Secure Password Generator
Usage Guide
Password Generator creates strong, cryptographically random passwords directly in your browser using the Web Crypto API — the same standard that powers modern encryption libraries. Unlike server-based password generators where the server knows every password it creates, this tool generates passwords exclusively on your device and transmits nothing. Every generated password is unpredictable: it uses window.crypto.getRandomValues, which draws from the operating system's entropy pool (e.g. hardware random number generators on modern CPUs) rather than a pseudorandom seed. You can customise every aspect of the generated password: length (8–128 characters), inclusion of uppercase letters, lowercase letters, digits, and symbols. You can also define a custom symbol set if your target service has specific special character requirements. The tool generates a new password on every keystroke of the slider or toggle, so you can browse many options before settling on one. A visual strength indicator scores each password on entropy bits, giving you a concrete measure of how resistant it is to brute-force attack. For maximum security, the tool also supports one-click re-generation and bulk generation of multiple passwords at once — useful when creating credentials for a fleet of test accounts or configuration files.
- Set the password length — Drag the length slider or type a number between 8 and 128 to set how many characters the password should contain. Security experts recommend at least 16 characters for account passwords and 32+ for API keys.
- Select character types — Toggle each character group on or off: uppercase letters (A–Z), lowercase letters (a–z), digits (0–9), and symbols (!@#$%^&* etc.). At least two groups must be selected. The entropy score updates instantly as you change the selection.
- Customise the symbol set (optional) — If your target system allows only specific special characters, type them into the "Custom symbols" field. The generator will use only those symbols instead of the default set.
- Read the generated password — A new strong password appears automatically whenever you change any setting. The entropy indicator shows bits of entropy — 60+ bits is considered strong; 80+ is very strong; 128+ is practically unbreakable.
- Regenerate if needed — Click the refresh / regenerate button to produce a new password with the same settings. All passwords are equally strong — regenerate as many times as you like to find one that feels memorable.
- Copy to clipboard — Click "Copy" to copy the password to your clipboard. Paste it directly into your password manager or the registration form. The copy action is confirmed by a brief "Copied!" label.

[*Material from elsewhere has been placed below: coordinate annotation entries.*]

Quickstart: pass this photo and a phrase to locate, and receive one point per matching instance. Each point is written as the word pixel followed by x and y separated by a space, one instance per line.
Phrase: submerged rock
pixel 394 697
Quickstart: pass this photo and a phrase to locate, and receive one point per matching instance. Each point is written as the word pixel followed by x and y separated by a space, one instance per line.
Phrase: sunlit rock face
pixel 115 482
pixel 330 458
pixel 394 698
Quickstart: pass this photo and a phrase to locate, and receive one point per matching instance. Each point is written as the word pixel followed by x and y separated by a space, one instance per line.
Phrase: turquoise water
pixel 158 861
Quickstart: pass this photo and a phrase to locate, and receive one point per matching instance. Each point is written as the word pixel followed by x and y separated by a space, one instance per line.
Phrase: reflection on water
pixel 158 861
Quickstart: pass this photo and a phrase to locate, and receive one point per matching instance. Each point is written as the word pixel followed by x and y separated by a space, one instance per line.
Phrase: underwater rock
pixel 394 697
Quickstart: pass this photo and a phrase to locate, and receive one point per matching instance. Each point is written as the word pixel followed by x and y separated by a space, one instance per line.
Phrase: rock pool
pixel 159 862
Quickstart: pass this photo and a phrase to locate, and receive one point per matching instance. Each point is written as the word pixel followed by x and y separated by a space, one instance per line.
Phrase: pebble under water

Frequently Asked Questions
How secure is the generated password?
Passwords are generated using window.crypto.getRandomValues(), the browser's cryptographically secure pseudo-random number generator (CSPRNG). This is the same API used by security-critical applications and produces true random output that cannot be predicted, unlike Math.random().
Are generated passwords sent to any server?
No. Password generation runs entirely in your browser. The generated password is never transmitted anywhere — it exists only in your browser's memory until you copy it.
What does "Exclude Ambiguous Characters" mean?
Ambiguous characters are visually similar pairs that are easy to confuse: 0 and O (zero and capital letter O), 1 and l and I (one, lowercase L, and capital i), and 8 and B. Enabling this option removes them from the character pool, making passwords easier to read and type manually.
How is password strength calculated?
Strength is estimated based on the character pool size (determined by which character types are enabled) multiplied by the password length — producing the total entropy in bits. Weak: < 40 bits, Fair: 40–59 bits, Strong: 60–79 bits, Very Strong: ≥ 80 bits.
Can I use this password generator offline?
2Kit is a Progressive Web App (PWA). After your first visit it is cached and works fully offline — including the password generator.
Technical Implementation
All processing runs entirely in your browser — no data is ever sent to any server. This tool works fully offline as a Progressive Web App (PWA): after the first visit, all pages and assets are cached by a Service Worker and remain available without an internet connection. Your input data never leaves your device, making it safe for sensitive content including API keys, passwords, private configuration, and confidential documents.